Teilerfolg gegen Staatstrojaner vor dem Bundesverfassungsgericht

Datenschutzrheinmain/ August 8, 2025/ alle Beiträge, Polizei und Geheimdienste (BRD), Telekommunikations-Überwachung/ 0Kommentare

Das Bundesverfassungsgericht hat am 07.08.2025 entschieden, den Einsatz von Staatstrojanern deutlich zu begrenzen. Damit war eine von Digitalcourage initiierte und von zahlreichen Menschen unterstützte Verfassungsbeschwerde teilweise erfolgreich – mit weitreichenden Folgen für staatliche Überwachungsbefugnisse. Das Gericht hat zeitgleich über zwei Verfassungsbeschwerden von Digitalcourage entschieden. Die umstrittenen Überwachungsbefugnisse im Polizeigesetz Nordrhein-Westfalen erklärte das Gericht für grundrechtskonform. Die Klage gegen den Staatstrojaner dagegen hatte in Teilen Erfolg.

In einer Pressemitteilung von Digitalcourage e.V. vom 07.08.2025 werden die Entscheidungen wie folgt bewertet:

Der Beschluss des Bundesverfassungsgerichts zieht eine klare Grenze: Staatstrojaner dürfen künftig nur noch bei besonders schweren Straftaten eingesetzt werden. Für Delikte mit einer Höchstfreiheitsstrafe von bis zu drei Jahren erklärte das Gericht den Einsatz für verfassungswidrig, auch rückwirkend. Darüber hinaus ist die Online-Durchsuchung von Smartphones und Computern teilweise nicht mit dem Grundgesetz vereinbar. Sie darf aber bis zu einer Neuregelung weiter angewendet werden.

Begründet wird die Entscheidung mit der Schwere des Eingriffs sowohl in das Post- und Fernmeldegeheimnis als auch in das IT-System-Grundrecht. Das Bundesverfassungsgericht erkennt an, dass es sich beim Einsatz solcher Späh-Software um einen massiven Grundrechtseingriff handelt. „Ausgehend von dem sehr hohen Eingriffsgewicht“, so das Gericht, müsse die Maßnahme auf besonders schwerwiegende Fälle beschränkt bleiben. Damit wird gewährleistet, dass IT-Systeme nur noch beim Verdacht wirklich schwerwiegender Delikte von staatlichen Ermittlern gekapert werden. Und auch wird verhindert, dass der Gesetzgeber künftig weiterhin Alltagskriminalität als schwere Straftaten verkauft.
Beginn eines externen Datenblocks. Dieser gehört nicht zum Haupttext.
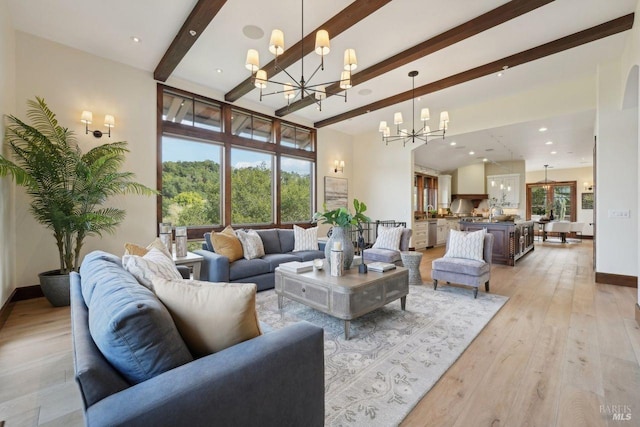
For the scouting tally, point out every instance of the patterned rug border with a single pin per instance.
(394, 357)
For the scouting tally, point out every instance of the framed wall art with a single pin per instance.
(335, 193)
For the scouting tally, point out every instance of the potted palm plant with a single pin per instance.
(342, 220)
(67, 188)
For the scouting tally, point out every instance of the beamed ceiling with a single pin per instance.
(458, 47)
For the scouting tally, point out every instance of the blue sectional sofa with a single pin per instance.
(120, 331)
(278, 247)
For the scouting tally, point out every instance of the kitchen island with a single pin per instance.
(512, 240)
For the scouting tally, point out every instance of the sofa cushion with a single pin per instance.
(388, 238)
(246, 268)
(252, 246)
(275, 260)
(154, 263)
(211, 316)
(461, 266)
(464, 244)
(308, 255)
(271, 241)
(287, 240)
(131, 327)
(305, 239)
(96, 269)
(382, 255)
(226, 243)
(133, 249)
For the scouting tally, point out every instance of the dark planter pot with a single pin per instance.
(55, 287)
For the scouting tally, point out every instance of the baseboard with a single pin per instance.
(617, 279)
(6, 310)
(27, 292)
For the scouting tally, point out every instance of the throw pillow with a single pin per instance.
(388, 238)
(252, 246)
(468, 245)
(145, 268)
(305, 239)
(133, 249)
(210, 316)
(226, 243)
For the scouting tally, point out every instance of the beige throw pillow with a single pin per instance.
(133, 249)
(252, 246)
(226, 243)
(146, 268)
(210, 316)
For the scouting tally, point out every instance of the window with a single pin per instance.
(557, 196)
(295, 189)
(191, 182)
(224, 165)
(251, 187)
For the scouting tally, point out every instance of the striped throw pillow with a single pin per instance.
(467, 245)
(305, 239)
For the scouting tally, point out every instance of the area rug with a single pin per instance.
(394, 357)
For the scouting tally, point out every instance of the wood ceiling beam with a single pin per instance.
(475, 26)
(589, 35)
(198, 20)
(345, 19)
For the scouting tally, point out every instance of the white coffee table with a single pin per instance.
(191, 260)
(346, 297)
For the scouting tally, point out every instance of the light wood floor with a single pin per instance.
(562, 350)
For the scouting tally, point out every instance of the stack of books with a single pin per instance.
(297, 266)
(380, 266)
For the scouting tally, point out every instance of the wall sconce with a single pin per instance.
(87, 118)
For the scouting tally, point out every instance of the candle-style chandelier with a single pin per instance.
(423, 134)
(301, 88)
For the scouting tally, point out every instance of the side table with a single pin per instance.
(412, 260)
(192, 260)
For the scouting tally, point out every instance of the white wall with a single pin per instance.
(71, 81)
(332, 146)
(616, 176)
(580, 175)
(7, 189)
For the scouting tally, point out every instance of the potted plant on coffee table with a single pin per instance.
(342, 220)
(67, 188)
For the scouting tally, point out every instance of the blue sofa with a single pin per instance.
(274, 379)
(278, 247)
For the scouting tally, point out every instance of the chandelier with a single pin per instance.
(423, 134)
(301, 88)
Einer der beiden Prozessbevollmächtigten, Prof. Dr. Jan Dirk Roggenkamp, bezeichnet den Beschluss als wichtigen Teilerfolg: „Das heimliche Auslesen von Smartphone und Co. ist ein heftiger Eingriff in Grundrechte. Die vom BVerfG vorgenommenen Einschränkungen sind richtig und wichtig.“

Rena Tangens, politische Geschäftsführerin von Digitalcourage und eine der Beschwerdeführer*innen, freut sich über den Erfolg, merkt aber an: „Ein zentraler Kritikpunkt bleibt: Das Gericht hat sich nicht mit der grundsätzlichen Problematik von Staatstrojanern befasst. Denn um Staatstrojaner einzusetzen, müssen Sicherheitslücken ausgenutzt werden – und diese Schwachstellen gefährden die IT-Sicherheit von uns allen. Statt diese zu melden und zu schließen, hält der Staat sie offen, um sie selbst zu nutzen.“ Der Nutzen von Staatstrojanern sei sehr begrenzt, das Risiko jedoch enorm. Durch solche Schwachstellen seien Angriffe auf Endgeräte oder kritische Infrastrukturen möglich. Ein Staat, der Sicherheit für seine Bürgerinnen und Bürger wolle, müsse solche Sicherheitslücken den Herstellern melden, damit sie geschlossen werden.